My experience is that it depends on whether you catch them in administrative law conferences or court. More cynical observers might add that it also turns on the type of case under review. Lord Woolf is widely respected as a law lord of great learning and no little humanity. It was therefore disappointing to hear him say at a legal conference that there are some very important issues waiting to be resolved by way of review proceedings because of the large numbers of immigration and homelessness cases clogging up the system.
It is not difficult to understand judicial affection for the remedy. Judicial review gives great scope for judges to find in line with their sympathies. If absolute power corrupts absolutely, then extensive power is at least congenial. In the area of rights the scope for judicial control is enhanced by the absence of any core yardstick such as might be provided by incorporation of the European Convention of Human Rights.
However it is not only the Government's failures which are marked by its long line of defeats before the European Court of Human Rights. Lord Woolf again in conference mode some years ago, suggested that there was no need to incorporate the convention because fundamental human rights were latent in the common law and simply awaited judicial discovery.
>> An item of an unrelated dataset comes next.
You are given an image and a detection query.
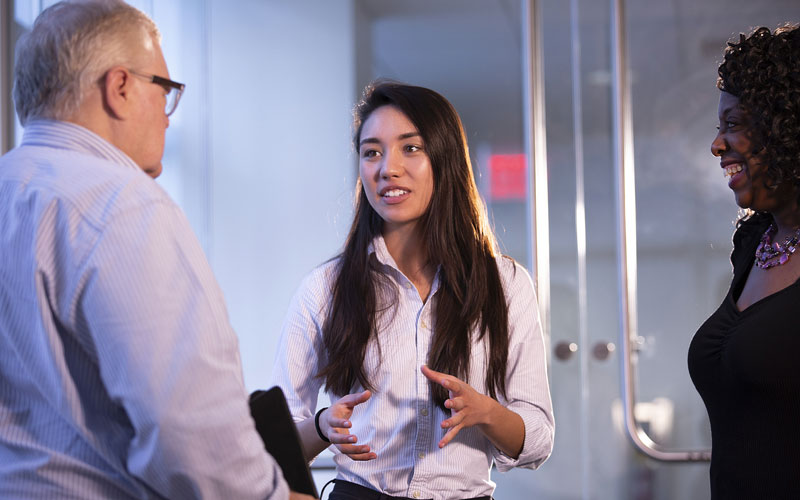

If this is so, there has been a notable absence of prospectors.
Mr Justice Sedley was a voice destined to remain in the wilderness when he observed, in an unreported 1994 case, that it was "unreal and potentially unjust" to develop English public law without reference to the European Convention.
Too often in particular areas of law judges appear to share a world vision with the executive. This may be seen starkly in the removal of political activists on undisclosed national security grounds. Lord Denning's ringing claim that in some parts of the world national security has been used to infringe individual liberty "but not in England" must have had a cracked tone even in pre-Scott days.
The Government may not regard judicial review as warmly as does the judiciary, but it shares the same conflicting perceptions of the remedy's scope. For government lawyers in the domestic courts, judicial review is merely a supervisory remedy on points of law. On the other hand those same lawyers argue in the European Court that review is a subtle domestic remedy effective to catch Human Rights Convention breaches.
Whether or not for this affinity of sentiment between the Government and the bench, the practice of review in immigration cases has changed out of all recognition in recent years. Formidable timetables are imposed by the Home Office (48 hours to secure leave in some cases) without any apparent demur by the courts. The Home Office is routinely represented in fully contested ex parte applications for leave. Most cases are conceded if leave is granted. One experienced junior commented to me ruefully that he regarded it as a mark of his success that his cases rarely came to full hearing anymore. The result is a dearth of case-law beneficial to applicants, and close Home Office control of what cases (and on what facts) are finally determined.
Ultimately judicial review itself is not to be assessed by its potential but by its results and the remedy will follow the sympathies of those who control it. I recall a refugee case some years ago when a judge leaned across the bench to demand of my counsel: "Will this take long Mr Davies, only I've a sensitive company merger application to deal with."